Plants, Stone, California Landscapes


Lawn Conversion with a Cover Crop Phase

This is a lawn conversion we did a couple of years ago. Usually we convert lawns by leaving the lawn in place and covering it with sheet mulch. I’ve posted about the process in the past. This one was a little different. When I first got involved, most of the lawn had already been removed by hand. The client had also decided to do a cover crop for a season to regenerate the soil. Generally, I think that by sheet mulching, the decomposing lawn will accomplish pretty much the same thing as a cover crop. But a cover crop is certainly another effective way to do it. This lawn had tired, depleted soil, and several Mulberry trees had roots everywhere that would compete with the new plants, so I’m sure the cover crop was beneficial.

We used vetch as the cover crop. We seeded it just after Thanksgiving, gave it about five months to grow, and then removed it at the end of April. There are a few ways of dealing with the vetch. Most of the research and info about it is geared towards agriculture, and my experience with it was for lawn and veggie garden projects rather than ornamental plantings. For the lawns and veggie gardens, I had tilled it directly into the soil. For this garden, to avoid disturbing the roots of the mulberry trees, we left the roots of the vetch in place and tore off the tops of the plant, chopped those tops a bit, and spread them on the surface to rot beneath the fir bark mulch. Supposedly that gives less nitrogen gain, but the layer of vetch helps retain moisture in the soil. I don’t really know, there are too many variables to conclude anything other than that the planting did well enough with this method. I’m still partial to sheet mulch and generally still recommend that method, but I’d be happy enough to do it again this way. Seeing the vetch grow throughout the winter was fun, and rolling it away in the spring went quickly and was actually kind of fun too. I was worried the vetch might reseed itself and make a mess in the new planting, but as far as I know it hasn’t been a problem. The photo below was when we were half way through removing the vetch.

Above shows the new planting with the dried out vetch hidden beneath the fir bark mulch. Below is what it looks like now after two years of growth. This, with the Bearded Iris in bloom, is the showiest the planting gets. They’re pretty much the biggest flower I know that won’t get eaten by deer. Next month there’s a fair bit of Teucrium, Linaria, and Verbena to bloom, but those make a lot of little flowers. For this garden, I like seeing the fist-sized purple flowers.

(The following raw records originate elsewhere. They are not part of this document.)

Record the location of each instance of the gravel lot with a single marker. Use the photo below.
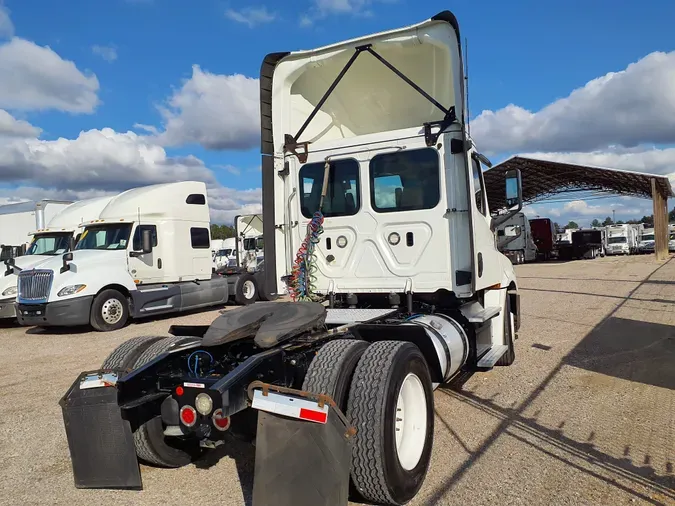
(586, 415)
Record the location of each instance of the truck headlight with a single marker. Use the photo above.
(9, 291)
(70, 290)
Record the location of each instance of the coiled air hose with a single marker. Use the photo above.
(303, 278)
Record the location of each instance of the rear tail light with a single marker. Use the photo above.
(220, 422)
(188, 416)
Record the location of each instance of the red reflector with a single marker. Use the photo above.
(221, 422)
(314, 416)
(188, 415)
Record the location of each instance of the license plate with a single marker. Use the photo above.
(98, 380)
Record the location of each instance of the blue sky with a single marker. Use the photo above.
(142, 53)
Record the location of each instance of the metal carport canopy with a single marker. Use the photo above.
(543, 179)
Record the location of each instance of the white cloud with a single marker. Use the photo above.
(229, 168)
(216, 111)
(36, 78)
(12, 127)
(6, 25)
(108, 53)
(631, 107)
(98, 159)
(251, 16)
(104, 162)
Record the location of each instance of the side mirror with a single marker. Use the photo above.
(146, 241)
(514, 197)
(67, 257)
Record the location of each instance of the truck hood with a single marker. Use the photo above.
(22, 262)
(85, 259)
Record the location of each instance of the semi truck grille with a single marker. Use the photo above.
(34, 285)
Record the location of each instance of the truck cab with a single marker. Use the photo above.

Below is the view of the garden from the other direction, starting with google earth’s view of the lawn, then the space after the lawn was dug out, with the vetch growing, and how it looks this spring.

As I said, I was worried that the vetch would reseed and make a mess the next year, so we removed the vetch bfeore it could set seed, and we also spread corn gluten seed inhibitor throughout the planting as well. I don’t know if the corn gluten made an impact or not. I use it sometimes but have never had a control group to compare and decide if it is actually effective.

As part of the new planting, we made a path and a seating area, the client had some chairs that we put around a boulder with a sawed off top. The photo above is the view from one of those chairs. So much nicer than a tired old lawn.

Tags: , ,

2 Responses to “Lawn Conversion with a Cover Crop Phase”

  1. February 6th, 2018 at 2:47 pm

    Laura says:

    What level of sunlight is this site? I love the bearded iris and have heard they need full sun. I’m in San Diego and my front lawn is northern exposure, so in winter it has been quite shady even at high noon. I think during summer it gets more direct sun.

  2. February 18th, 2018 at 11:22 pm

    ryan says:

    It gets a full day of sun at some times of the year and gets quite a bit of shade from the fruitless mulberry trees at other times of the year, depending on angle of the sun and whether or not the trees are in leaf. Competition from the roots of the mulberries is as big of an issue as sunlight.
    In my experience Bearded Iris are pretty forgiving, doing fine with a half day of sun during their growing season. Also if you find they aren’t getting enough sun you can move them to a sunnier location and they will recover. They’re usually worth a try.